I understand that to evaluate a limit that has a zero (“hole”) in the denominator we have to factor and cancel terms, and that the original limit is equal to the new and simplified limit. I understand how to do this procedurally, but I’d like to know why this works. I’ve only been told the methodology of expanding the $x^2-25$ into $(x-5)(x+5)$, but I don’t just want to understand the methodology which my teacher tells me to “just memorize”, I really want to know what’s going on. I’ve read about factoring in abstract algebra, and about irreducible polynomials (just an example…), and I’d like to get a bigger picture of the abstract algebra in order to see why we factor the limit and why the simplified is equal to the original if it’s missing the $(x-5)$, which has been cancelled. I don’t want to just memorize things, I would really like to understand, but I’ve been told that this is “just how we do it” and that I should “practice to just memorize the procedure.”
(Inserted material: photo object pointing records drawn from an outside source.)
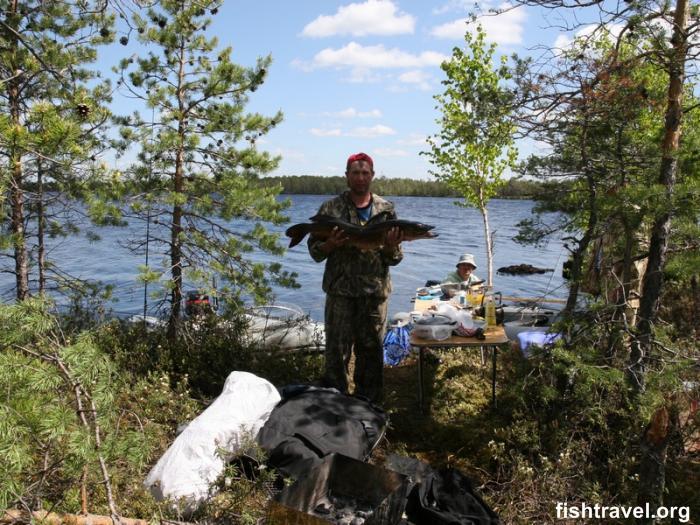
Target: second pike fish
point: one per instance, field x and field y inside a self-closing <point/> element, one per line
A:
<point x="368" y="237"/>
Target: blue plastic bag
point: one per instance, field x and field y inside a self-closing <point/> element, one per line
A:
<point x="397" y="345"/>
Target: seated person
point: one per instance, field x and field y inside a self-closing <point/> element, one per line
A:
<point x="465" y="266"/>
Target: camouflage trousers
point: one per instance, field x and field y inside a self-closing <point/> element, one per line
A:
<point x="356" y="324"/>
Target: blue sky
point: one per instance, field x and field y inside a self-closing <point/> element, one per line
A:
<point x="356" y="76"/>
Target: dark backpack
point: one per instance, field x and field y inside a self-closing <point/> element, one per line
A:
<point x="446" y="497"/>
<point x="310" y="423"/>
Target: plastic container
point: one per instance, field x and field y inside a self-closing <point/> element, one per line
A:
<point x="433" y="332"/>
<point x="462" y="298"/>
<point x="490" y="311"/>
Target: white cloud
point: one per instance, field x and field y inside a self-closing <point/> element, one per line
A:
<point x="291" y="154"/>
<point x="375" y="131"/>
<point x="414" y="139"/>
<point x="453" y="5"/>
<point x="353" y="113"/>
<point x="318" y="132"/>
<point x="379" y="130"/>
<point x="505" y="28"/>
<point x="389" y="152"/>
<point x="420" y="78"/>
<point x="358" y="56"/>
<point x="373" y="17"/>
<point x="564" y="41"/>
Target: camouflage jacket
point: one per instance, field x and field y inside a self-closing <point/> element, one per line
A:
<point x="351" y="272"/>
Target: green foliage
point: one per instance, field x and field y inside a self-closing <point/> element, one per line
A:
<point x="475" y="145"/>
<point x="45" y="445"/>
<point x="52" y="116"/>
<point x="198" y="162"/>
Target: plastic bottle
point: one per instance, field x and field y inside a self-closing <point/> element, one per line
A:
<point x="490" y="311"/>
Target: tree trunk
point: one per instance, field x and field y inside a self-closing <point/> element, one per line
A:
<point x="41" y="221"/>
<point x="583" y="243"/>
<point x="652" y="283"/>
<point x="16" y="175"/>
<point x="176" y="226"/>
<point x="489" y="243"/>
<point x="652" y="465"/>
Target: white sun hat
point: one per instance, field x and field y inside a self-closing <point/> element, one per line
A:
<point x="467" y="258"/>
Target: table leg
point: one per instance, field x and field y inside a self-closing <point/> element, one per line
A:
<point x="494" y="351"/>
<point x="420" y="378"/>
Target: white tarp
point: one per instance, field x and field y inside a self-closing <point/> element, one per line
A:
<point x="199" y="454"/>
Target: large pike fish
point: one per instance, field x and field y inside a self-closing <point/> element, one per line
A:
<point x="367" y="237"/>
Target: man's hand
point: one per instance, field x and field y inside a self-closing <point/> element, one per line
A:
<point x="336" y="239"/>
<point x="394" y="237"/>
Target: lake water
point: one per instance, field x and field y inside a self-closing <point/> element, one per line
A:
<point x="460" y="230"/>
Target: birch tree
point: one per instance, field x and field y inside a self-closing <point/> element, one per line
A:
<point x="475" y="145"/>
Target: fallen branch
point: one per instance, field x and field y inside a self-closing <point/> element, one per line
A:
<point x="11" y="516"/>
<point x="54" y="518"/>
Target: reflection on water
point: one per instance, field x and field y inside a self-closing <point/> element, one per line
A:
<point x="460" y="229"/>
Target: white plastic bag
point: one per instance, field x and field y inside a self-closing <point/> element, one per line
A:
<point x="195" y="459"/>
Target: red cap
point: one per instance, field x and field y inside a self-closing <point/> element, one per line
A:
<point x="359" y="156"/>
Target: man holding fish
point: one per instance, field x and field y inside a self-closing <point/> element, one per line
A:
<point x="356" y="280"/>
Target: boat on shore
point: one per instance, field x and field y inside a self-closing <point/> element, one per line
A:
<point x="270" y="327"/>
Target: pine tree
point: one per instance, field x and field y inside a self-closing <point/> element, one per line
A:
<point x="198" y="164"/>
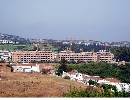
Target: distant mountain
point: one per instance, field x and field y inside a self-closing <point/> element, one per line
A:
<point x="13" y="38"/>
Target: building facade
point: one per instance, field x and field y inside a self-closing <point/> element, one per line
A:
<point x="87" y="56"/>
<point x="32" y="56"/>
<point x="45" y="56"/>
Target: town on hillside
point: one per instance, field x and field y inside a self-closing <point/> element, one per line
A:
<point x="45" y="58"/>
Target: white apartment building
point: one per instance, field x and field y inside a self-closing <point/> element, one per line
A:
<point x="32" y="56"/>
<point x="86" y="56"/>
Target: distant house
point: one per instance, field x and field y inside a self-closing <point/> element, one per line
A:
<point x="5" y="55"/>
<point x="26" y="68"/>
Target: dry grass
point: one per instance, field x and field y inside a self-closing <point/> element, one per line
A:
<point x="33" y="85"/>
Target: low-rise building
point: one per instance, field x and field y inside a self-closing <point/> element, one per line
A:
<point x="5" y="55"/>
<point x="25" y="68"/>
<point x="32" y="56"/>
<point x="103" y="56"/>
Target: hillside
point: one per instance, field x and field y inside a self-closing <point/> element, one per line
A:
<point x="33" y="85"/>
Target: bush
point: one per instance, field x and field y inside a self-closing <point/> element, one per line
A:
<point x="67" y="77"/>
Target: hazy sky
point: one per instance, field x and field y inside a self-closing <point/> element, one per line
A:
<point x="105" y="20"/>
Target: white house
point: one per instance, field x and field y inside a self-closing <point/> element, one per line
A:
<point x="5" y="55"/>
<point x="26" y="68"/>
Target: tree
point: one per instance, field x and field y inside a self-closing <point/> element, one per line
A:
<point x="62" y="67"/>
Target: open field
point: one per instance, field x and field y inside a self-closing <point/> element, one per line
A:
<point x="33" y="85"/>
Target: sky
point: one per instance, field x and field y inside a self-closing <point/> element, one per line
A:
<point x="103" y="20"/>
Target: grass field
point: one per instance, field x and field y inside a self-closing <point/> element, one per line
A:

I really want to understand this in abstract algebra terms, please elaborate. Thank you very much.

we must assume $\,f\,$ is defined in some neighborhood of $\,x_0\,$ except , perhaps, on $\,x_0\,$ itself, and from here that in the process of taking the limit we have the right and the duty to assume $\,x\,$ approaches $\,x_0\,$ in any possible way but it is never equal to it.
Thus, and since in our case we always have $\,x\ne x_0=5\,$ during the limit process , we can algebraically cancel for the whole process.
The above process shows that the original function behaves exactly as the straight line $\,y=x+5\,$ except at the point $\,x=5\,$ , where there exists “a hole”, as you mention.